基于LSFAPI的分布式集群管理系统的开发
发布时间:2018-02-11 14:13
本文关键词: 分布式计算 LSF PLATFORM 集群 云计算 出处:《长安大学》2012年硕士论文 论文类型:学位论文
【摘要】:随着信息革命的发展,单机的计算能力已经远远不能满足人们进行复杂计算的需求。于是,早在20世纪80年代,人们就提出将多台单机联合起来,形成一个计算能力更加强大的集群,这就是分布式计算。目前国外在分布式领域尚处于领先地位,但是近几年由于政府的大力扶持,国内许多企业也已经建立起了自己的分布式计算平台。
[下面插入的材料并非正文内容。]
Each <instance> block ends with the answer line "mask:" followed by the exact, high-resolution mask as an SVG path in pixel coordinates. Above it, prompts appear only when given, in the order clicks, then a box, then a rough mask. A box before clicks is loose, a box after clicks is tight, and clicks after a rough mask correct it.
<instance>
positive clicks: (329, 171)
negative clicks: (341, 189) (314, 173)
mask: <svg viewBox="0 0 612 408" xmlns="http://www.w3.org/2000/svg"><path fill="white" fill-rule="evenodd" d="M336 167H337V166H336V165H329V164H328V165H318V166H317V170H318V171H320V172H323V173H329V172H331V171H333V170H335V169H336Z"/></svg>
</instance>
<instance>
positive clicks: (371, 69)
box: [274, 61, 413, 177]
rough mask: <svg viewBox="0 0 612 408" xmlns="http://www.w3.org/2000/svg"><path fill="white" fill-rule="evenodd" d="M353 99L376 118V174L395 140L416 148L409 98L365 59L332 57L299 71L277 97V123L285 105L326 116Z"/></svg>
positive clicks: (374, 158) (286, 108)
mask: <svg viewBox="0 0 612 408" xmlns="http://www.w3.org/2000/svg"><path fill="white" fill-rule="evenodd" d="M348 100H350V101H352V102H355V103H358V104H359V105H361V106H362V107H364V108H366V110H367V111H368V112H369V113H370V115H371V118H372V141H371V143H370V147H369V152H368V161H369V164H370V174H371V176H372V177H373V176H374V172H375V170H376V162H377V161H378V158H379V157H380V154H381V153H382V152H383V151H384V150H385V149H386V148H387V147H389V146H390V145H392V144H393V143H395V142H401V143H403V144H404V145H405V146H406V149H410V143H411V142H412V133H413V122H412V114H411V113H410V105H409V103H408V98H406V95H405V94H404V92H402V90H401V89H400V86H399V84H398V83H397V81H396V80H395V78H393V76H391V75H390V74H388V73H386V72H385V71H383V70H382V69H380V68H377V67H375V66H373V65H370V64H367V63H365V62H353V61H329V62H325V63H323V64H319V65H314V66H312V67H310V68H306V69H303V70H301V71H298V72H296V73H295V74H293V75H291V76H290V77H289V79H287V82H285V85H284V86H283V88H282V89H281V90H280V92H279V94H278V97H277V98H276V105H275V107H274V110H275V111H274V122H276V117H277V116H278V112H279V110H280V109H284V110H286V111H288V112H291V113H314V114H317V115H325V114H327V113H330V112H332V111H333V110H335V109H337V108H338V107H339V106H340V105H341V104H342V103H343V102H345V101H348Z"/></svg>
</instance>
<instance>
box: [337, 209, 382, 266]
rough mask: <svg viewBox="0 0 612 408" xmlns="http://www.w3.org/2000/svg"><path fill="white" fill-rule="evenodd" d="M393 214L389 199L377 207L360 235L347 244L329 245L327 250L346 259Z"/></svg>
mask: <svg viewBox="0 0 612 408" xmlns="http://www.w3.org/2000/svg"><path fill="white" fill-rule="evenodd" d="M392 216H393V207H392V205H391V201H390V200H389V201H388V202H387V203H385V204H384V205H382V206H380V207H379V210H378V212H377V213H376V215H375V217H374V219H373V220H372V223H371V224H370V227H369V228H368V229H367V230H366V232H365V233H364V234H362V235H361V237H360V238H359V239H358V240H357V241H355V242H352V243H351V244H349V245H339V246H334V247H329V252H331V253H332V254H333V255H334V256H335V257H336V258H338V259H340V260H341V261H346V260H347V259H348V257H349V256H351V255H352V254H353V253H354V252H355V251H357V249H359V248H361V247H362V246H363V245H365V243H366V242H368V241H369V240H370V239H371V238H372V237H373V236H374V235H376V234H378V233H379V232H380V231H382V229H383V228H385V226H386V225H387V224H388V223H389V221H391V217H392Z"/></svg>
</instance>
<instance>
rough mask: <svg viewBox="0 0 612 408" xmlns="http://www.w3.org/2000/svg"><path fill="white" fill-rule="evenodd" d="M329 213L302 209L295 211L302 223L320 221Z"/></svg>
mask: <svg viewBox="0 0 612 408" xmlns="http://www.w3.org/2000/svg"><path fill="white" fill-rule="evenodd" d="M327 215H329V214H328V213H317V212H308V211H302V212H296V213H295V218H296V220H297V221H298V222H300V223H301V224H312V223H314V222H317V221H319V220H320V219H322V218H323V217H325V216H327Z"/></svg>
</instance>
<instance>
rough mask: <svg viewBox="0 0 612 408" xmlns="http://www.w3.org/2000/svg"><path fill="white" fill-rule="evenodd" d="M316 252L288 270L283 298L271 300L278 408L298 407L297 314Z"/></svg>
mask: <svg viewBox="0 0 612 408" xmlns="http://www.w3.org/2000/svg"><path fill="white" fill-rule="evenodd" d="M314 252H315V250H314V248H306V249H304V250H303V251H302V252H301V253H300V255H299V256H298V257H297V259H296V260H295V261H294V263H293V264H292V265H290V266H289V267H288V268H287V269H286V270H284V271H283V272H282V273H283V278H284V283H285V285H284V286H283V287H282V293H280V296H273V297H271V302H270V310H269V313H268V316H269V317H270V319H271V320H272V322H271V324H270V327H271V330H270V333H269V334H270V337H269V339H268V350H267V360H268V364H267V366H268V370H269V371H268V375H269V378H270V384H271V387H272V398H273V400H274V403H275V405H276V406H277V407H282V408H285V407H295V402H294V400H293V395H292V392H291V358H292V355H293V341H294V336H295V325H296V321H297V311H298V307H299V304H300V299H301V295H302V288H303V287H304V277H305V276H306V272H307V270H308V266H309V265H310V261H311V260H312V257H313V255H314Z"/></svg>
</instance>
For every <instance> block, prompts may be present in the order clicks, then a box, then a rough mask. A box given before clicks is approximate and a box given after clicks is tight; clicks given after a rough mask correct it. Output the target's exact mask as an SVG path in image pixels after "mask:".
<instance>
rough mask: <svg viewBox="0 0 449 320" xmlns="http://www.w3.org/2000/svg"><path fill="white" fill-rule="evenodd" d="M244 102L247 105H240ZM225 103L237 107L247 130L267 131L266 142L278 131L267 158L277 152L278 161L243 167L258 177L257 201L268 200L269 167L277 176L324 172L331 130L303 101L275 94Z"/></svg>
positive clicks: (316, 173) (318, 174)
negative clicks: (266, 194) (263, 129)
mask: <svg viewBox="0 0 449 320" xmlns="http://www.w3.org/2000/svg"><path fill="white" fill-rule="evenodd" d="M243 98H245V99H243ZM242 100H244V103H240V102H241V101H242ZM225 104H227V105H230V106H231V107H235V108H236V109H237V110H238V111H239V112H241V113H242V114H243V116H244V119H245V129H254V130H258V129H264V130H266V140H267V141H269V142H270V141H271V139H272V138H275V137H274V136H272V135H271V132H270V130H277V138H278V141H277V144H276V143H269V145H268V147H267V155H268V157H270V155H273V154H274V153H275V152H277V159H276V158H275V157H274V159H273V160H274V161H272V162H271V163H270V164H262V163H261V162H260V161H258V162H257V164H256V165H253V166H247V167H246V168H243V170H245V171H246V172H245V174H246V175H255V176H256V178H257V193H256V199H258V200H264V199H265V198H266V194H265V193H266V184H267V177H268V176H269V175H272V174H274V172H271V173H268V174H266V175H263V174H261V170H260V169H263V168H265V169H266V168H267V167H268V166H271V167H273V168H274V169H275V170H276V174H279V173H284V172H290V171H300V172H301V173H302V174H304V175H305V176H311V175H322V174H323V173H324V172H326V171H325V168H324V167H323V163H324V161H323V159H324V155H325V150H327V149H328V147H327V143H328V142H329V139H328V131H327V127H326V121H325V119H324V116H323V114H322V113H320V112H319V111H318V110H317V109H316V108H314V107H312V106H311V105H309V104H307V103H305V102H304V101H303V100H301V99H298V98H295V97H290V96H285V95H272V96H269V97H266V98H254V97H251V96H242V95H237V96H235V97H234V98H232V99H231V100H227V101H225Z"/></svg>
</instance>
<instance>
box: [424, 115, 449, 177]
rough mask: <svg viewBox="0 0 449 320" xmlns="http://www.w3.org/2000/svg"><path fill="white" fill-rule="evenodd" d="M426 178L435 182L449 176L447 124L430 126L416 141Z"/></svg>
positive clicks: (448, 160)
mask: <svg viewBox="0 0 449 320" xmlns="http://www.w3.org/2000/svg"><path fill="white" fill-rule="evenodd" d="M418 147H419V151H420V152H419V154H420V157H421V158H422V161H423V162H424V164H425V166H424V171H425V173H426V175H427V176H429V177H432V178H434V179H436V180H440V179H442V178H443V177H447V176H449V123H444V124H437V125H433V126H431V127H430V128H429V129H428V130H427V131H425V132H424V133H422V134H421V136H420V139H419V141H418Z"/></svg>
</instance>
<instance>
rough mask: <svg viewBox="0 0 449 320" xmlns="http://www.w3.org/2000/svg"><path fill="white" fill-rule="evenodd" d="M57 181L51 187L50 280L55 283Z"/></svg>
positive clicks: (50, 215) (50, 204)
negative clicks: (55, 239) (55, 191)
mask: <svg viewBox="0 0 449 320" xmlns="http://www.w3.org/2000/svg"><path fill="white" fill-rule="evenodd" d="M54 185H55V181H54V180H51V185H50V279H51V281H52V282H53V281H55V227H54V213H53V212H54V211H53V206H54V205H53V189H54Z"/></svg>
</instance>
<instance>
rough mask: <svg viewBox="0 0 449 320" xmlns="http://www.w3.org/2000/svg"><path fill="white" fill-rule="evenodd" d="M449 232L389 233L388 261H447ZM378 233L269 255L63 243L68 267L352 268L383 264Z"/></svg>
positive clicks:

本论文是利用国外知名的负载均衡软件LSF,开发出一套分布式集群管理系统,不仅可以用于对用户集群中的计算机进行管理,而且能够根据计算机的性能及调度策略合理地分配任务。 首先,论文分别描述了分布计算、网格计算、并行计算及云计算的特点,并从范围、应用和本质三个方面分别比较了分布式计算和网格计算、分布式计算和并行计算、分布式计算和云计算之间的区别。这些知识为分布式集群管理系统的设计奠定了基础。 其次,论文从LSF的安装及配置、守护进程系统、任务周期系统方面深入地研究了LSF软件的基本架构,然后,从LSF API的基本系统架构、LSF API的批处理系统架构、LSF的基本API服务、LSF的批处理API服务方面系统地介绍了LSF的批处理系统架构。通过对LSF及LSFAPI架构的系统认识,为基于LSFAPI的集群管理系统的开发奠定了基础。 然后,论文着重介绍了分布式集群管理系统的设计及实现。首先,从概要设计入手,描述了系统的各大功能组织之间的关系,并且比较了开发工具和语言之间的区别;然后,重点介绍了登录系统和主程序框架的设计,并从LSFADMIN和BATCHADMIN两大系统结构入手,以其中具有代表性的两个部分为例,详细阐述了其功能设计、后台设计及页面设计。 最后,论文以一条汽车装配生产线为例,描述了该集群管理系统的应用,,然后站在分布式计算与云计算相关联的角度上,提出了云计算的一种构想,即集群管理系统是云计算的一种雏形。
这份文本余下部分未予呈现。